1 2 3 Previous Next 86 Replies Latest reply on Dec 12, 2015 6:58 AM by Madhusudhan Khambham

    Table Calculation: Quantile (version 2)

    Richard Leeke

      Name: Quantile (version 2)

      Alternate names: Median, quartile, decile, percentile, etc (which are all specific examples of quantiles)

       

      Summary:

      This is an improved version of the calculation described here.

       

      Quantiles divide ordered data into a series of essentially equal-sized data subsets; the quantiles are the data values marking the boundaries between consecutive subsets. (This is paraphrased from the definition given on Wikipedia.)

       

      Definition:

       

      
       // Only calculate for first row of the partition, otherwise return NULL
      IF (FIRST()==0) THEN
          // p = 0 => minimum, and we are on the first row, so we just want the current value
          IF ([p] == 0) THEN
              ATTR([A])
          // p = 1 => maximum, so lookup the last row
          ELSEIF ([p] == 1) THEN
              LOOKUP(ATTR([A]), LAST())
          // otherwise select the appropriate value
          ELSE
              // The WINDOW_MIN() finds the lowest value at or beyond the required quantile.
              WINDOW_MIN(
                  // required quantile is at the mid-point between two values, so take the average
                  IF [p] * TOTAL(SUM([Number of Records])) = RUNNING_SUM(SUM([Number of Records])) THEN
                      (ATTR([A]) + LOOKUP(ATTR([A]), 1)) / 2
                  // row is beyond required quantile
                  ELSEIF [p] * TOTAL(SUM([Number of Records])) < RUNNING_SUM(SUM([Number of Records])) THEN
                      ATTR([A])
                  ELSE
                      NULL
                  END,
                  0,
                  IIF(FIRST()==0, LAST(), 0)
              )
          END
      END
      
      


       

      Compute Using: A

       

      Note that unlike the earlier version, there is no need to use advanced partitioning and ordering - the default ordering is to sort by the Compute Using field, which is the order required for the calculation.

       

      Inputs and Setup:

      A: A numeric field, typically a measure. All values of A need to be available to the calculation, so A must be placed on a shelf (typically Level of Detail) disaggregated (i.e. as a dimension).

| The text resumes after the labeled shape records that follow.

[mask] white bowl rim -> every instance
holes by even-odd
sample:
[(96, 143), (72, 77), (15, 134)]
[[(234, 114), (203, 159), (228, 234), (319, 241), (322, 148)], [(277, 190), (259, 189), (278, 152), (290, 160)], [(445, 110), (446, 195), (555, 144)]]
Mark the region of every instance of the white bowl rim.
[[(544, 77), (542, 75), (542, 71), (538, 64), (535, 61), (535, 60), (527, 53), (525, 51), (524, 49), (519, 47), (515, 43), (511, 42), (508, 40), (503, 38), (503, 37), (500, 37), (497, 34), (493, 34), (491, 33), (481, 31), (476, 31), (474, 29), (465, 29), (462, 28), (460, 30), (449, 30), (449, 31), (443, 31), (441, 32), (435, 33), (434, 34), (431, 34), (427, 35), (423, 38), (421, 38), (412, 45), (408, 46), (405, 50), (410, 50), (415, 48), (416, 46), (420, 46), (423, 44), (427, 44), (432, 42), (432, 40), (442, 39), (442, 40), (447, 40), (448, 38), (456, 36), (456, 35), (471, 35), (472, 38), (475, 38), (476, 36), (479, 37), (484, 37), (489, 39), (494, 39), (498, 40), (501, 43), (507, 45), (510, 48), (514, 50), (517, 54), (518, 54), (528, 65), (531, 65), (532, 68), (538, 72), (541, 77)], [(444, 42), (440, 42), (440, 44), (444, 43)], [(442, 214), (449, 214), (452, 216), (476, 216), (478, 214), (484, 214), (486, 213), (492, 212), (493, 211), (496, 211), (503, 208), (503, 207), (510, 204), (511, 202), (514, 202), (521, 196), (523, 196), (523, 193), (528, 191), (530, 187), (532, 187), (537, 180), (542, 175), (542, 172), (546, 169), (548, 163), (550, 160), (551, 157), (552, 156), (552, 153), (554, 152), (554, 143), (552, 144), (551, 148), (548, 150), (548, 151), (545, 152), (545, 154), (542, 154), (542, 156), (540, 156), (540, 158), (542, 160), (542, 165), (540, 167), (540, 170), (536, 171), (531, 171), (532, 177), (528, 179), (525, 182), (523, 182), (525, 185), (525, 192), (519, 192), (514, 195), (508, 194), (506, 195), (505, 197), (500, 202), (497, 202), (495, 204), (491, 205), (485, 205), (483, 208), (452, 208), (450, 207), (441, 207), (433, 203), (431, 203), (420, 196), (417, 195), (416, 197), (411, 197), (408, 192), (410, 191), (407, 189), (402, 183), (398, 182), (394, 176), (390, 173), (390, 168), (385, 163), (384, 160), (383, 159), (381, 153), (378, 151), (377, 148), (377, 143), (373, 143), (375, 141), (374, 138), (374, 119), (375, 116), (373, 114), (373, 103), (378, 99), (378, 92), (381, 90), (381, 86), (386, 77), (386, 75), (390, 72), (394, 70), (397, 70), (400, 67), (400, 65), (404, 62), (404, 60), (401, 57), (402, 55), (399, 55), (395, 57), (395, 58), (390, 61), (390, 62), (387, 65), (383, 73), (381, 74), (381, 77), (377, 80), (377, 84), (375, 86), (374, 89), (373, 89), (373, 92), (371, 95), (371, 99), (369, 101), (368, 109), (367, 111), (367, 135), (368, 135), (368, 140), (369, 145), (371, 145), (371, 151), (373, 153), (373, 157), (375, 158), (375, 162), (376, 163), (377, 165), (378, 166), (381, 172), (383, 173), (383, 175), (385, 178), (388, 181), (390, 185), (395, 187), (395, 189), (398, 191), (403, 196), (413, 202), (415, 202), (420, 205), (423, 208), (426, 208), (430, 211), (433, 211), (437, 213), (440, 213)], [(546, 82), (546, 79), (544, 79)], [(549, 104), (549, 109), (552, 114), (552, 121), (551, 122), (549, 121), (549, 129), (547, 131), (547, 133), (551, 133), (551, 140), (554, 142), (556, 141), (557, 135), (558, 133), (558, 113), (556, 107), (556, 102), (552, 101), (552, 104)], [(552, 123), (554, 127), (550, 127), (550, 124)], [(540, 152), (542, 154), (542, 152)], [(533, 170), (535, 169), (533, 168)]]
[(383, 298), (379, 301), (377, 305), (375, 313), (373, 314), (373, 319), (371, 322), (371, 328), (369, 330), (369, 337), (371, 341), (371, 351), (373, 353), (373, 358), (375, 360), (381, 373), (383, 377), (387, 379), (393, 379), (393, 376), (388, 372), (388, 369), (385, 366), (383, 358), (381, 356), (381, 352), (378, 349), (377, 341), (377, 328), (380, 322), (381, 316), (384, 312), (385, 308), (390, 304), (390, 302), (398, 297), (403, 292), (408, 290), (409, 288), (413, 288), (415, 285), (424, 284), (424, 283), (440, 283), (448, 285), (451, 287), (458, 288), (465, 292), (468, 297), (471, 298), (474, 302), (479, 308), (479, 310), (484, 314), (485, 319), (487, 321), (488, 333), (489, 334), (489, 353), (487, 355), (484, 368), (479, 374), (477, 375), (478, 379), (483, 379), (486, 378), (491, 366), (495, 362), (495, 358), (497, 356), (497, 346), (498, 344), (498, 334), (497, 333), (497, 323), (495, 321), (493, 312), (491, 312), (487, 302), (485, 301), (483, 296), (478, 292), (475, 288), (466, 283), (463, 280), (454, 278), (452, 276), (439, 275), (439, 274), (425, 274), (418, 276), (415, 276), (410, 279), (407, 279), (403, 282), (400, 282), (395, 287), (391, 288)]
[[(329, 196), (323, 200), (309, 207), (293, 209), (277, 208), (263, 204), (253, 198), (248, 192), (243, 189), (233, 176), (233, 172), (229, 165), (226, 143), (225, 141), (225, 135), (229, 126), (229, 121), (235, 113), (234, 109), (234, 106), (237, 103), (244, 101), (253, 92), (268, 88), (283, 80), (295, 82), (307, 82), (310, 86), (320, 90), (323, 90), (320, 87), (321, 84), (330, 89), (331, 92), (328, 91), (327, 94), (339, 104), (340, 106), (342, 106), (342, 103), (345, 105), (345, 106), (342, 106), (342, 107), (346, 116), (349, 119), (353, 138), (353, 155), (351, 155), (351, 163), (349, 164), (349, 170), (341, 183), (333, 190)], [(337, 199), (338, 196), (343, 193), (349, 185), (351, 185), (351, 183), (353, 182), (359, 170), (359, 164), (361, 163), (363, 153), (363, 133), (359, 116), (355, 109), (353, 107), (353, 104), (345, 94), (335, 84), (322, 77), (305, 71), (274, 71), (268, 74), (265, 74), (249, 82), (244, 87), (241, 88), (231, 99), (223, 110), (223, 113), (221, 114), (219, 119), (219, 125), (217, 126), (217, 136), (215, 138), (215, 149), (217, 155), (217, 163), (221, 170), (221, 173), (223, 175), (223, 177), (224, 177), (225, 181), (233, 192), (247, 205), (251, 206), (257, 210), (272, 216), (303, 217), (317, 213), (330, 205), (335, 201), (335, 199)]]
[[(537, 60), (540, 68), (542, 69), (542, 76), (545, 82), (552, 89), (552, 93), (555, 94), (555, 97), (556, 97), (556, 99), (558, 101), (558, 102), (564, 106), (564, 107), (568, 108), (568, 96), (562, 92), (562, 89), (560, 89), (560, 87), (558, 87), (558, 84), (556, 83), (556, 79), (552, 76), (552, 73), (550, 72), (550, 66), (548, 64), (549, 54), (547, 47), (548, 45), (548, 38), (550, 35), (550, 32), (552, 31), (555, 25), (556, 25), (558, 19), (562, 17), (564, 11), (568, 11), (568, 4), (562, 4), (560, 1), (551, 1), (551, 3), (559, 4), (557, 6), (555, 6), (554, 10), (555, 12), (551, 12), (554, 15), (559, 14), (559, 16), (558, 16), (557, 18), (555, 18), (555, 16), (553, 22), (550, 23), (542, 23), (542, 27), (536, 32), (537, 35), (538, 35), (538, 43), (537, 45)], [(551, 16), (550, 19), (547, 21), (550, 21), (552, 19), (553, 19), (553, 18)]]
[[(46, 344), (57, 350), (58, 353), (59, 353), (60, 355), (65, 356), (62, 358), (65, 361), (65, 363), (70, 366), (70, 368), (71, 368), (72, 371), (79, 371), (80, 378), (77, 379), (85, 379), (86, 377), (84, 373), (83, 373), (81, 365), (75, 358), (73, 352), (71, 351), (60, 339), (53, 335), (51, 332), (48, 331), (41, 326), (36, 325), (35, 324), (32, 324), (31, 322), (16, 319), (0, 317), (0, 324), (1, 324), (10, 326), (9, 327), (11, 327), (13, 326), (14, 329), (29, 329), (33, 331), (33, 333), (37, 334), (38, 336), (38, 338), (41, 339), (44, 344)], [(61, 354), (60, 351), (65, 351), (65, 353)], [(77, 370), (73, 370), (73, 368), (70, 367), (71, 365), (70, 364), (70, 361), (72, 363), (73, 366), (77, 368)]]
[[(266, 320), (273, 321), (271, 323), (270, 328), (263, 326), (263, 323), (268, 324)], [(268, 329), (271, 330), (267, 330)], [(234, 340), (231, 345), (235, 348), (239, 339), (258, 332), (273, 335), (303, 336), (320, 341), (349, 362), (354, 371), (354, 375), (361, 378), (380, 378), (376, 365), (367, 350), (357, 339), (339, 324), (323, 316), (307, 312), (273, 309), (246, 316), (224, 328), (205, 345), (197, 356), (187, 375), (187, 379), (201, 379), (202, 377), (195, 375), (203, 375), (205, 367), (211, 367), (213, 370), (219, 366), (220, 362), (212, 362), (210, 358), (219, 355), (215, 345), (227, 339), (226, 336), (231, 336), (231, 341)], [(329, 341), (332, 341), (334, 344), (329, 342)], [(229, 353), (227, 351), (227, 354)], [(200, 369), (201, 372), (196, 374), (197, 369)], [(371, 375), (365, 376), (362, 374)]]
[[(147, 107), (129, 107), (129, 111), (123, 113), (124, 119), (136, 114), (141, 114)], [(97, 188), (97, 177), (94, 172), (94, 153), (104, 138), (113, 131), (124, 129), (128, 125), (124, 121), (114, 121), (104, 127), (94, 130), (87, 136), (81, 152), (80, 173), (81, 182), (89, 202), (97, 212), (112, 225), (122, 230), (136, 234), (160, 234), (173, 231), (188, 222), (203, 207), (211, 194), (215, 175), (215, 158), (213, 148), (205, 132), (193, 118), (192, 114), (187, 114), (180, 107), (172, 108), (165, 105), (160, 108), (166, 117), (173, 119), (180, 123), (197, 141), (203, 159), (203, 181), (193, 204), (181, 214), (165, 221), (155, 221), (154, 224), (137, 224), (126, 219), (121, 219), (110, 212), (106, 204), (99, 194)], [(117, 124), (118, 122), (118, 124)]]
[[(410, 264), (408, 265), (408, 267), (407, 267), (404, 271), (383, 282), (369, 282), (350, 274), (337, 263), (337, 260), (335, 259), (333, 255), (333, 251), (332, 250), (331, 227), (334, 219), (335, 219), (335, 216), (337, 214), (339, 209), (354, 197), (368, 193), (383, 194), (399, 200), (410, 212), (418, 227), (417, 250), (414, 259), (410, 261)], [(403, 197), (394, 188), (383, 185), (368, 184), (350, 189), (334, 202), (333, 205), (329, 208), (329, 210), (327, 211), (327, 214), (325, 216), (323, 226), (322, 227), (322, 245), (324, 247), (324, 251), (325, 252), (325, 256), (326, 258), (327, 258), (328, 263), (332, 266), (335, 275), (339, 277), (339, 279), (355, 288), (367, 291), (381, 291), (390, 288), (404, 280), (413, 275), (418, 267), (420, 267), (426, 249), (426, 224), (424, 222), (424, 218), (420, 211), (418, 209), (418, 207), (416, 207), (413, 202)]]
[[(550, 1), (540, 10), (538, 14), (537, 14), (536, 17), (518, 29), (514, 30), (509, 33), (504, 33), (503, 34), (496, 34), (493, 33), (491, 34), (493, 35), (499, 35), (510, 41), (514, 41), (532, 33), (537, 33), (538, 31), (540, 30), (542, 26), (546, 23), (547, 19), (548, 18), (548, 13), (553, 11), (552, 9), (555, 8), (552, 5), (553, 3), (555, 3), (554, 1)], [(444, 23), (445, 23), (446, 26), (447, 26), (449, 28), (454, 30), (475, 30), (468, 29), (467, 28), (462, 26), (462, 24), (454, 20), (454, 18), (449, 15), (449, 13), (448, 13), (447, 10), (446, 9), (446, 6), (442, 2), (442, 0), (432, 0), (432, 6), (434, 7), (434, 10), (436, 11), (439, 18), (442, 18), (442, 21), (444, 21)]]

      p: The required quantile (e.g. 0.95 for the 95th percentile).

       

      [p] may be provided by a parameter, a field value or may be hard-coded.

       

      As quoted above, the calculation only returns the quantile value for the first row of each partition and NULL for all other rows.  This is for efficiency reasons and is designed to allow the calculation to act as an aggregate function.  Typically all other rows in the partition will be removed from the view after evaluation of the calculated field.  This can be achieved either by placing a copy of the field on the filters shelf and choosing "Special", "Non-null values", or by formatting the marks to hide NULL values.

       

      If the function is needed as an analytic function, with the result avaialble for all rows, the outer IF (FIRST()==0) THEN ... END should be removed.

       

      Example:

       

      
       IF (FIRST()==0) THEN
          IF ([p] == 0) THEN
              ATTR([Sales])
          ELSEIF ([p] == 1) THEN
              LOOKUP(ATTR([Sales]), LAST())
          ELSE
              WINDOW_MIN(
                  IF [p] * TOTAL(SUM([Number of Records])) = RUNNING_SUM(SUM([Number of Records])) THEN
                      (ATTR([Sales]) + LOOKUP(ATTR([Sales]), 1)) / 2
                  ELSEIF [p] * TOTAL(SUM([Number of Records])) < RUNNING_SUM(SUM([Number of Records])) THEN
                      ATTR([Sales])
                  ELSE
                      NULL
                  END,
                  0,
                  IIF(FIRST()==0, LAST(), 0)
              )
          END
      END
      
      


       

      Commentary:

      There are numerous different definitions of quantiles, producing subtly different answers, with the differences mainly concerning truncation, rounding or interpolation to choose the required value when the quantile boundary does not fall exactly on a value in the data set.

       

      This is the 2nd out of 10 algorithms given on Wikipedia (referred to as R-2, SAS-5).  It has been chosen for consistency, since it is the algorithm used by Tableau for reference lines.

       

       

      This calculation is a substantial improvement on the one used in the original TCRL quantile calculation, for several reasons.

       

      1) The partitioning and ordering definition is much simpler, which makes it much easier to get the calculation working and much more robust as the view layout changes (i.e. dragging new dimensions onto shelves doesn't keep breaking it).

       

      2) As it does not require all underlying rows to be returned to Tableau (just counts of each distinct value), it is much faster and works on much larger data sets.

       

      3) It can be speeded up further and made to work over essentially unlimited size data sets by reducing the precision of the result.  The technique to achieve this and an example workbook are described here.

       

       

      The attached sample workbook calculates a chosen percentile Sales value for the sample Coffee Sales data.  This demonstrates the display of percentiles against a continuous dimension, which is not possible with percentile reference lines.

       

      Note that the sample workbook also includes an alternative, slightly simpler algorithm (the 1st one in the Wikipedia article, referred to as R-1, SAS-3).  The simpler algorithm differs in that it does not interpolate when the requested quantile falls at the mid-point between two values.  This can lead to slight differences, which are most commonly visible when calculating medians.  For example, when evaluating the median of the values:

       

          10, 20, 30, 40

       

      the algorithm used in the above calculation would return 25 (the average of 20 and 30) whilst the simpler algorithm would return 20.

       

      On a large data set, the simpler algorithm can be around 20% faster than the one quoted above.

       

       

      Thanks to Joe Mako for his assistance in reviewing this calculation, and in particular for suggesting some simplifications which reduced the run time significantly, and for suggesting including the alternative, simpler algorithm.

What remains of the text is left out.